Sunday, November 15, 2015

Shakespeare's Tragedies

Rebecca promised me an evening at the TV -- one where we watched  Troiless and Cressida.

Not know this tragedy at all, I read the plot summary which was too dense for me.

Ouch -- the poster for the play offers us
Brutality of the Highest Order
I took up a pen and paper and began to map out the characters: who lived in Troy and who were the Greeks, who was married to whom and who wanted to be married to whom and soon would be or wouldn't be, and how the families were related from grandparents through to uncles and neices and nephews.

A lot of work.

I sat down in front of the TV in the evening with my blankets and my drink and she started the film.

... and the play begins to wind down ...
There it was before me -- a presentation from the Globe Theatre:  Titus Andronicus.


"Whoops," she said.  "I must have given you the wrong name of the film."

That was not the best start to my evening.  And things just went down hill after that!

This was the bloodiest of the Shakespearian shows I have ever seen.  When it came time for the intermission, I was praying that it was over ... but no!  Another whole act.

"This is Quentin Tarantino-esque," she said.  "I wonder if that director got his ideas from Shakespeare."

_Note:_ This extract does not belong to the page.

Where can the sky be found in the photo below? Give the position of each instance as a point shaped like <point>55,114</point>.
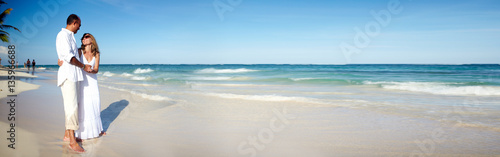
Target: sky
<point>264,31</point>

I was silently counting my blessings -- the biggest one being that we hadn't asked the kids to watch this with us.

.... Goth prisoners entering Rome ...
If your life is looking really bad, do watch this film to know things could get worse.  The play traced out bad parenting, hooliganism, rape, murder, treachery, racism, mutilation, infidelity, lies, counter-lies, and just bad manners (ie it is not right to serve a guest their own child for supper).

Yes,  Troiless and Cressida would have been a better evening.